Anemia was present in 37% of men and 34% of women. The mean estimated glomerular filtration rate (eGFR) was 58 ± 23 ml/min/1.73 m(2) (median: 56 ml/min/1.73 m(2), range: 16-168 ml/min/1.73 m(2)) and the mean renal RI was 0.70 ± 0.09 (median: 0.70, range: 0.45-0.92). Proteinuria was present in 29% of patients. Both eGFR and renal RI correlated significantly with hemoglobin levels. In the stepwise multivariate linear regression analysis, renal RI was associated with hemoglobin levels independently of potential confounders including eGFR. During the follow-up period (median: 959 days, range: 7-3595 days), Kaplan-Meier curves demonstrated that patients with renal RI above the median value had a higher incidence of the future development of anemia than other patients. Cox regression analysis showed that renal RI (hazard ratio 1.18, 95% CI 1.02-1.37 per 0.05 rises in renal RI, p =0.03) and the presence of proteinuria were (hazard ratio 1.80, 95% CI 1.08-3.01, p =0.03) were independently associated with the future development of anemia after correcting for confounding factors.
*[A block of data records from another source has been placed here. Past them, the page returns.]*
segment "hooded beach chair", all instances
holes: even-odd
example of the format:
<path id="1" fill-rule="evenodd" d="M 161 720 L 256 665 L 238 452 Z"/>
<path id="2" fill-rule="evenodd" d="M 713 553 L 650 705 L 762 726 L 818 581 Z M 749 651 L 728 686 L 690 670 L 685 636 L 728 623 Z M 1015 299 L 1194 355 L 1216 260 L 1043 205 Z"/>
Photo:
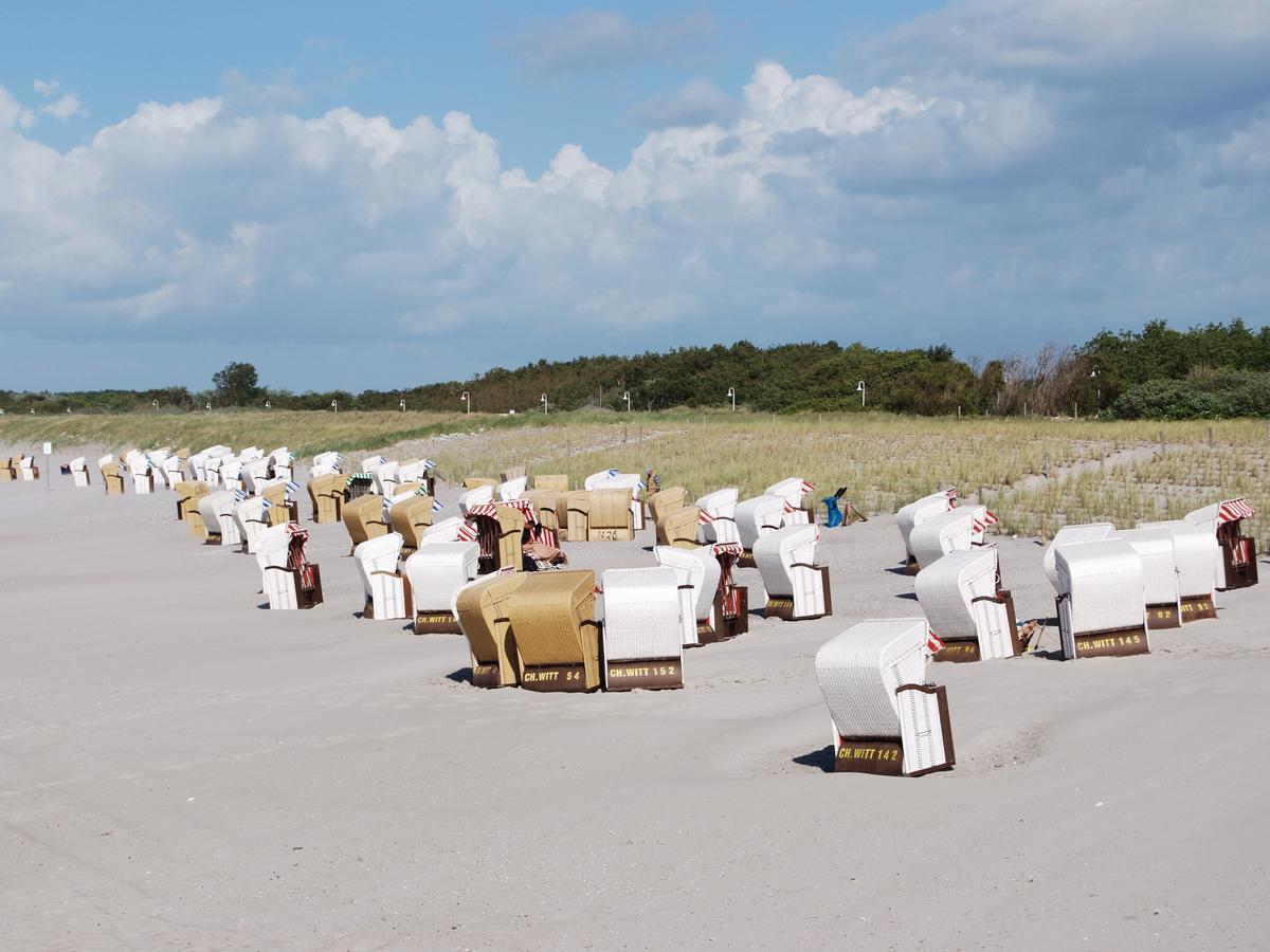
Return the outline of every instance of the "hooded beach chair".
<path id="1" fill-rule="evenodd" d="M 989 661 L 1020 654 L 1015 603 L 1001 590 L 996 546 L 950 552 L 917 572 L 917 600 L 944 644 L 936 661 Z"/>
<path id="2" fill-rule="evenodd" d="M 484 575 L 455 592 L 451 613 L 467 638 L 472 684 L 478 688 L 509 688 L 521 683 L 511 603 L 527 578 L 523 572 Z"/>
<path id="3" fill-rule="evenodd" d="M 401 537 L 390 532 L 376 536 L 353 550 L 357 574 L 366 590 L 363 618 L 387 621 L 410 618 L 410 588 L 400 569 Z"/>
<path id="4" fill-rule="evenodd" d="M 354 550 L 363 542 L 390 532 L 387 517 L 384 514 L 384 498 L 375 494 L 344 503 L 342 518 Z"/>
<path id="5" fill-rule="evenodd" d="M 786 501 L 781 496 L 767 494 L 737 503 L 737 534 L 740 537 L 742 566 L 754 567 L 754 543 L 785 524 L 787 514 L 785 505 Z"/>
<path id="6" fill-rule="evenodd" d="M 926 683 L 925 618 L 857 622 L 815 652 L 834 770 L 919 777 L 956 763 L 947 696 Z"/>
<path id="7" fill-rule="evenodd" d="M 815 493 L 815 486 L 801 476 L 790 476 L 763 490 L 765 496 L 776 496 L 781 500 L 781 524 L 801 526 L 813 523 L 815 519 L 814 503 L 808 504 L 805 498 Z"/>
<path id="8" fill-rule="evenodd" d="M 123 494 L 123 475 L 119 472 L 119 461 L 113 456 L 103 456 L 97 461 L 97 468 L 102 472 L 102 485 L 105 487 L 105 495 L 113 495 L 116 493 Z"/>
<path id="9" fill-rule="evenodd" d="M 1146 579 L 1133 546 L 1121 538 L 1064 545 L 1054 565 L 1063 658 L 1151 651 Z"/>
<path id="10" fill-rule="evenodd" d="M 984 529 L 996 522 L 986 506 L 968 505 L 937 513 L 913 527 L 908 543 L 918 570 L 949 552 L 968 552 L 982 545 Z"/>
<path id="11" fill-rule="evenodd" d="M 512 594 L 509 616 L 521 687 L 568 692 L 599 687 L 594 572 L 526 572 L 525 584 Z"/>
<path id="12" fill-rule="evenodd" d="M 1111 538 L 1128 542 L 1142 560 L 1147 627 L 1152 631 L 1179 627 L 1182 623 L 1182 604 L 1172 529 L 1119 529 Z"/>
<path id="13" fill-rule="evenodd" d="M 305 556 L 309 531 L 296 523 L 262 529 L 255 539 L 255 561 L 269 608 L 312 608 L 321 604 L 321 574 Z"/>
<path id="14" fill-rule="evenodd" d="M 829 566 L 817 565 L 817 526 L 784 526 L 754 543 L 754 565 L 767 589 L 763 616 L 787 622 L 833 614 Z"/>
<path id="15" fill-rule="evenodd" d="M 455 595 L 476 578 L 479 561 L 475 542 L 437 542 L 405 560 L 415 635 L 462 633 L 453 613 Z"/>
<path id="16" fill-rule="evenodd" d="M 919 566 L 913 557 L 912 534 L 913 529 L 927 519 L 946 513 L 956 506 L 956 490 L 949 489 L 941 493 L 932 493 L 928 496 L 900 506 L 895 513 L 895 524 L 899 527 L 899 536 L 904 539 L 904 556 L 909 575 L 916 575 Z"/>
<path id="17" fill-rule="evenodd" d="M 1177 562 L 1177 595 L 1182 623 L 1217 618 L 1217 579 L 1224 570 L 1217 534 L 1185 519 L 1139 522 L 1139 529 L 1168 529 L 1173 533 Z"/>
<path id="18" fill-rule="evenodd" d="M 737 487 L 728 486 L 697 499 L 695 505 L 701 510 L 701 537 L 706 542 L 740 542 L 740 533 L 737 531 Z"/>
<path id="19" fill-rule="evenodd" d="M 679 585 L 668 567 L 607 569 L 605 688 L 683 687 Z"/>
<path id="20" fill-rule="evenodd" d="M 1213 532 L 1222 547 L 1222 567 L 1217 576 L 1220 592 L 1257 584 L 1257 543 L 1252 536 L 1245 536 L 1241 528 L 1245 519 L 1256 514 L 1242 498 L 1186 513 L 1186 522 Z"/>
<path id="21" fill-rule="evenodd" d="M 1110 538 L 1114 534 L 1115 526 L 1109 522 L 1064 526 L 1055 532 L 1054 539 L 1049 543 L 1049 548 L 1046 548 L 1045 555 L 1040 557 L 1041 569 L 1045 572 L 1045 578 L 1049 579 L 1049 584 L 1054 586 L 1054 592 L 1058 592 L 1058 565 L 1054 562 L 1054 557 L 1058 555 L 1060 546 L 1071 546 L 1077 542 L 1099 542 L 1101 539 Z"/>
<path id="22" fill-rule="evenodd" d="M 344 485 L 348 477 L 338 472 L 309 480 L 309 499 L 314 506 L 314 522 L 339 522 L 344 514 Z"/>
Measurement of renal RI can be useful for elucidating the pathogenesis of anemia and for inferring its potential risk in patients with hypertension.
我们研究了肾阻力指数(RI)这一简单的肾血管阻力指标是否与贫血的存在及严重程度相关,以及能否预测高血压患者贫血的未来发展情况。
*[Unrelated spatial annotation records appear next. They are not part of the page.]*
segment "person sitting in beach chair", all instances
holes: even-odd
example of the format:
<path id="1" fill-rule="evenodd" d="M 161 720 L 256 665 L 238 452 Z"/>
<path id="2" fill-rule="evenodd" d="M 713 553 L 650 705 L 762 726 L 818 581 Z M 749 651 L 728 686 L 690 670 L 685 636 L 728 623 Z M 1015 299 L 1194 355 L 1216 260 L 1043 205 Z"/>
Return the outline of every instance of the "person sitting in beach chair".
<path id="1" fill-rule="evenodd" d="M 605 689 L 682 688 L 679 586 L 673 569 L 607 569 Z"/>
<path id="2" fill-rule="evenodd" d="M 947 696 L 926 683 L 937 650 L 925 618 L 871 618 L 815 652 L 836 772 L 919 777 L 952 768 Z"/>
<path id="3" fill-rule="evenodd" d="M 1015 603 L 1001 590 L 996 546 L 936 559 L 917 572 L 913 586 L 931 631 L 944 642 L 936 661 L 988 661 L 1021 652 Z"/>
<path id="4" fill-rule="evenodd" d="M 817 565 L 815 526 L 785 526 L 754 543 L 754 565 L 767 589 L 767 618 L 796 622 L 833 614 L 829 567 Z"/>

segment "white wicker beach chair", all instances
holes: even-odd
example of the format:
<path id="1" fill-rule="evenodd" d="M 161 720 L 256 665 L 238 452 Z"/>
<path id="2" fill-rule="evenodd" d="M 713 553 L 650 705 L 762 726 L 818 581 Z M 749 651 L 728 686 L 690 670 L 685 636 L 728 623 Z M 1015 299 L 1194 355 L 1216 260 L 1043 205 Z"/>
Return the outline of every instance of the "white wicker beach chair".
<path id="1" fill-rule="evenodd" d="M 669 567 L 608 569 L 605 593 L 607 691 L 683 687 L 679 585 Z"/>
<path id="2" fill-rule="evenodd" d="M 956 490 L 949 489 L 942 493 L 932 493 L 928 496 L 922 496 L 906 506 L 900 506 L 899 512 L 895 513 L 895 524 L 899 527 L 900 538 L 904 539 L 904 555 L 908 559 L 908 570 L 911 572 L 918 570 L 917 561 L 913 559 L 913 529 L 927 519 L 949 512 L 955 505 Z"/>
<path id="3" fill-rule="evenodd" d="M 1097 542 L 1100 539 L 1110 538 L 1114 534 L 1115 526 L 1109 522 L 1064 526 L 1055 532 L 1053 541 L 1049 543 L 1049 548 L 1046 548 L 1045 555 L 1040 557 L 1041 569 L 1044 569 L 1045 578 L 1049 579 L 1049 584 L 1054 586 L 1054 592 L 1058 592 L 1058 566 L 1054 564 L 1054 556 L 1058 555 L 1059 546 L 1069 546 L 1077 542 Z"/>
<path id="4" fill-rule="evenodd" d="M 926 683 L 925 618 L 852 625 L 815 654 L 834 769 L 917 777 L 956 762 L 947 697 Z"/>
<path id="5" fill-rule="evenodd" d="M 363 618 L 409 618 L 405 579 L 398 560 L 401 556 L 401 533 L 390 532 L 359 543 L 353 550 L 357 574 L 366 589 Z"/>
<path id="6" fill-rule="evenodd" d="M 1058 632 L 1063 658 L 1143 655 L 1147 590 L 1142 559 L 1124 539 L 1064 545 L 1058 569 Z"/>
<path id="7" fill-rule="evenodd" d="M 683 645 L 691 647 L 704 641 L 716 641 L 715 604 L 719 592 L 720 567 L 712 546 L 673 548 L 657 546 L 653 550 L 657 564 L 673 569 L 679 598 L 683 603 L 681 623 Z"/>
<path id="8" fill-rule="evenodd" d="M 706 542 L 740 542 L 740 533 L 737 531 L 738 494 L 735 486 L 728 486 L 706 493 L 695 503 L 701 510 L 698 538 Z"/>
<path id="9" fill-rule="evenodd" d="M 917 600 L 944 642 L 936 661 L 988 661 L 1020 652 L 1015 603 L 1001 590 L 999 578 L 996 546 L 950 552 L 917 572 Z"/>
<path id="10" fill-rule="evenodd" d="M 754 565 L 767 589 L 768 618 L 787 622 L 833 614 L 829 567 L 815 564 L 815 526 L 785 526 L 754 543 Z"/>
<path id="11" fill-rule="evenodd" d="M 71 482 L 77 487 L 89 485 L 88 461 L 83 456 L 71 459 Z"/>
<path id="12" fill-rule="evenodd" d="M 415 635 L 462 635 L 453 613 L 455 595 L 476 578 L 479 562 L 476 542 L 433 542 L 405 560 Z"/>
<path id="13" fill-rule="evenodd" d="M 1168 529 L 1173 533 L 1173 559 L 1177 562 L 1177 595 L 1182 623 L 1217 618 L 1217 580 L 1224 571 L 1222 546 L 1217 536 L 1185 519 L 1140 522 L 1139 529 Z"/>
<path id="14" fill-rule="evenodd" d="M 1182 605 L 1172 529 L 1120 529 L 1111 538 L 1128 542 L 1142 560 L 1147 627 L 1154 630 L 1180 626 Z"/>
我们回顾性研究了175例接受肾脏超声检查的高血压患者(平均年龄67±11岁,32 - 85岁,男性134例)。贫血定义为男性血红蛋白浓度<13.0 g/dL,女性血红蛋白浓度<12.0 g/dL。在叶间动脉测量肾RI。
男性患者中37%存在贫血,女性患者中34%存在贫血。平均估算肾小球滤过率(eGFR)为58±23 ml/min/1.73 m²(中位数:56 ml/min/1.73 m²,范围:16 - 168 ml/min/1.73 m²),平均肾RI为0.70±0.09(中位数:0.70,范围:0.45 - 0.92)。29%的患者存在蛋白尿。eGFR和肾RI均与血红蛋白水平显著相关。在逐步多元线性回归分析中,肾RI与血红蛋白水平相关,且独立于包括eGFR在内的潜在混杂因素。在随访期(中位数:959天,范围:7 - 3595天),Kaplan - Meier曲线显示,肾RI高于中位数的患者未来发生贫血的发生率高于其他患者。Cox回归分析表明,校正混杂因素后,肾RI(肾RI每升高0.05,风险比1.18,95%可信区间1.02 - 1.37,p = 0.03)和蛋白尿的存在(风险比1.80,95%可信区间1.08 - 3.01,p = 0.03)与贫血的未来发展独立相关。
测量肾RI有助于阐明贫血的发病机制,并推断高血压患者贫血的潜在风险。